Si no lo recuerdo mal, Felipe tuvo un noviazgo con una señora noruega: quizás se le pegó algo de la frialdad nórdica. Ser rey en España significa recordar la tambaleante historia de los Borbones en los siglos XIX y XX. La frialdad de Felipe, sin embargo, podría ser genuinamente española. Quizás es esa la incomodidad de Felipe, la duda persistente, la sospecha: ¿quiénes me aplauden y me lisonjean podrían conspirar contra mi? ¿Terminaré en Dubai? ¿En Estoril? Los problemas de un rey en España. Su esposa se pasea con vestidos de Coronel Tapioca por algunos países pobres.
Felipe presenta a su hija (¿Leonor, se llama?), augurándole su futuro reinado. Como en alguna tragedia de Shakespeare sobre reyes y príncipes, Felipe mira a su hija y finge algo, pero todo el mundo sabe que a Felipe le gustaría que ella no reinase nunca: a todos los ricos les tienta la inmortalidad que pronto venderá alguna clínica lejana, oculta bajo muchos metros de hormigón. Veo a la chica princesa y me acuerdo de mi padre. ¿Será Leonor, la Borbona Breve? Hay princesas de cuento, pero es muy raro contemplar a una princesa digamos que de veras en la época de Tik Tok. Hay que reconocer que la chica es muy Borbón: la voz, la nariz... la veo ecuestre en un cuadro de Goya, con un perrito brincando entre las patas del caballo. El perrito brinca de veras, será un vídeo en Instagram -me digo.

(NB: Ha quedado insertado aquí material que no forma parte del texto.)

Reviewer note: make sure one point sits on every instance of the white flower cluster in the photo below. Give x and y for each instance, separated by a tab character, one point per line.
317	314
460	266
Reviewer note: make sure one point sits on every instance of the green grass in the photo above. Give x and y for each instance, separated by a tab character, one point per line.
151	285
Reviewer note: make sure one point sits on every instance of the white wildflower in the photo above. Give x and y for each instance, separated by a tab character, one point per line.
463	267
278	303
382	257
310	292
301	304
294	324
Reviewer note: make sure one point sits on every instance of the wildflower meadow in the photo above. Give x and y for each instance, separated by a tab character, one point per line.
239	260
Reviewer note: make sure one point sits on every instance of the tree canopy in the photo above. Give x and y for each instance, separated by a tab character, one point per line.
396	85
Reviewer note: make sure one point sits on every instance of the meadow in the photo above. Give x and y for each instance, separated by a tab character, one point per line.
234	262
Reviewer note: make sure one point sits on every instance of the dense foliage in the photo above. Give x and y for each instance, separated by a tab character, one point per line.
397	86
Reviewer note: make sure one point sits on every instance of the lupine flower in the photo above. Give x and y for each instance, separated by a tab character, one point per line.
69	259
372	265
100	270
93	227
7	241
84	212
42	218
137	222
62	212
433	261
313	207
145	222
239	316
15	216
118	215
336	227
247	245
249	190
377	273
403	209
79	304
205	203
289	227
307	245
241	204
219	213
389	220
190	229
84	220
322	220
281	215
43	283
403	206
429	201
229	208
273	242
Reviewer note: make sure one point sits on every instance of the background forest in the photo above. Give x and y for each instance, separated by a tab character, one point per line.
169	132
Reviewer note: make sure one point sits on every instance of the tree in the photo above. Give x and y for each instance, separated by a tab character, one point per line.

Una princesa rubia en el país de las mujeres morenas. En Matadepera hay más rubias que en Ca n'Anglada, me susurra una voz tras el cristal. Otra voz me dice: para mi el rey sigue siendo Juan Rulfo.
Llegamos al fin del acto en Oviedo y descubro que el rey lleva una mano vendada. Será una tendinitis, posiblemente debida a darle demasiado al ratón de su Apple. Quizás se pasa la noche en vela tecleando su nombre para ver si alguien habla mal de su Majestad, o si la unidad de España está en peligro y cosas así: los problemas de un rey en España. De Juan carlos se sabían todas sus debilidades, o casi todas: sus safaris rocambolescos, sus caídas de madrugada, sus aventuras eróticas. De Felipe solo se sabe que es muy serio y muy formal. Entonces recuerdo a Amadeo de Saboya, el rey más literario que tuvimos, el más poético. Un tipo elegante y atormentado que intentó comprender a España y no lo consiguió y que largó por donde había venido, y sobre el cual abundaban las bromitas por ser maricón e intelectual.
Ignoro donde pasará la noche asturiana Felipe. Me lo imagino después de la ducha, envuelto en su albornoz real, que es real pero irreal, con un bordado en oro en donde se ve una corona encima de sus iniciales, como en una etiqueta de vino caro o de colegio muy privado. Más tarde, cuando se despoja del albornoz, contempla ese bordado y se pregunta, como un miserable Segismundo, si no será que todo ha sido un sueño muy raro y se despierta y vuelve a ser un asturiano de profesión transportista, en un camión cargado de manzanas para hacer sidra y entonces recuerda por fin, aliviado, cuales eran sus problemas. Un sueldo de mierda, la amenaza del despido, el hijo que lo suspende todo, la mujer depresiva.